The media is awash with negative Zynga stories following the news that the world’s leading social games company lost 40% of its share value and posted a quarterly net loss of $22.8 million. At the end of this article on Eurogamer, a researcher from the Gartner Group – Michael Gartenberg- commented on the future of Zynga’s in-app fortunes, saying: “At the end of the day, though, virtual goods might not be a viable business strategy. People eventually stop spending money in virtual goods and want to spend that money on real goods.”
There are two things to address here. Firstly, I don’t understand why so many people seem to have such a downer on Zynga. It’s an amazing company that’s managed to work out how to give consumers exactly what they want at price points they are happy to pay (or not): the Holy Grail in social gaming.

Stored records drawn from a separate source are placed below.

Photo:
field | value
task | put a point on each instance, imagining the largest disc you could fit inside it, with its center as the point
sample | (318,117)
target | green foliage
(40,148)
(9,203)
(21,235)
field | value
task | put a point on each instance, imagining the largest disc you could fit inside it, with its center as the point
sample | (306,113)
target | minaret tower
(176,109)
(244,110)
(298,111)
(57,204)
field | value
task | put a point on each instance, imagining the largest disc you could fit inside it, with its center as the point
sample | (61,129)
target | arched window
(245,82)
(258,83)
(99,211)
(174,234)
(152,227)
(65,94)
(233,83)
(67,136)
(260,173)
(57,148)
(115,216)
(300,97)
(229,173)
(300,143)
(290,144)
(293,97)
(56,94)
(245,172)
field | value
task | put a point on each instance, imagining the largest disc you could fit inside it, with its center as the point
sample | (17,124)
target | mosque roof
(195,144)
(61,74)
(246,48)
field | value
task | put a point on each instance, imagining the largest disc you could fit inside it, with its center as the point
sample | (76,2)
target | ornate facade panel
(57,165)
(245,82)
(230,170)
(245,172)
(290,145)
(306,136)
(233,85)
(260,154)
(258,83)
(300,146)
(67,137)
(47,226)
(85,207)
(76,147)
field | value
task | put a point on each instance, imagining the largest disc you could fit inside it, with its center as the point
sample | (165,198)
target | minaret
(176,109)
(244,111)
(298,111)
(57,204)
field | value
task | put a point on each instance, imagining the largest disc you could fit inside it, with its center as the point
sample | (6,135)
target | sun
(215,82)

Yes it made a loss last quarter, but its turnover climbed 19% to $332 million, its monthly active users increased by 17% to 306 million, its daily active users rose by 23% to 72 million and, most importantly, its monthly unique payers (MUPs) increased 17% to 4.1 million. The company also launched Bubble Safari in the same period, which is now the number one arcade game on Facebook, The Ville, the number two game behind Zynga Poker, and scored a year on year 170% growth in ad revenues.
After 30 years of trading EA’s market cap is $3.6 billion whereas after only 5 years, Zynga’s market cap is $2.2 billion. In addition, we can see that Zynga have had an astonishing 5773% growth in revenue in the last 4 years, while EA’s revenue has shown no growth in the same period.
EA have also experienced a share price crash in recent weeks, losing 40% of their value since the start of 2012 [Source]. Analysts believe this is closely related to the poor performance of Star Wars: The Old Republic, a game which cost EA millions to develop over several years. EA have been losing users of this game since launch, whereas Zynga have continued to gain users in games which were created for a fraction of the cost.
Zynga has become very big, very quickly, which means it has a huge capital base and lots of shareholders. It is also a company that has so far operated solely within the social media space, and that, too, has brought problems as, when it comes to games, Facebook has now peaked and social media use generally is fragmenting.
Zynga needs to rapidly broaden their IP base and monetize that IP over a wider range of platforms. Which is exactly what it is doing and is also exactly why it’s lost money: growth and transition is expensive business. Zynga will not be going out of business any time soon and neither will in-app payments, which brings me on to my second point.
I think Michael Gartenberg is wrong. In-app payments are a win-win for consumers and developers. They allow consumers to become more engaged with games, to try before they buy, to spend as much or as little as they wish. It’s also a great business model for developers because it allows us to have a much broader exposure to consumers, well in excess of what we could ever have achieved with the release of a boxed game through retail.
So I ask again, who would you rather be right now?
In an interesting twist to this debate, EA have sued Zynga, claiming that The Ville is a rip-off or a clone of The Sims Social. EA have even accused Zynga of headhunting their executives in order to make the cloned game as similar as possible. They’re hoping to set a precedent with this case, stopping Zynga from cloning other studios’ games in the future, implying that the social game maker regularly uses this practice in its development. Zynga replied with an accusation of their own, suggesting that EA actually copied an earlier Zynga title, CityVille, when they made The Sims Social. [source]
Industry analyst Michael Pachter had some interesting comments on this story [source], saying that the case could go on for years, costing both sides a great deal of money with no easy resolution in sight. The timing of the suit is very interesting too. For both companies, particularly EA, it has deflected attention away from their rapidly falling share price and other business issues.
Do you play The Sims Social or The Ville? Who do you think is in the right in this legal battle?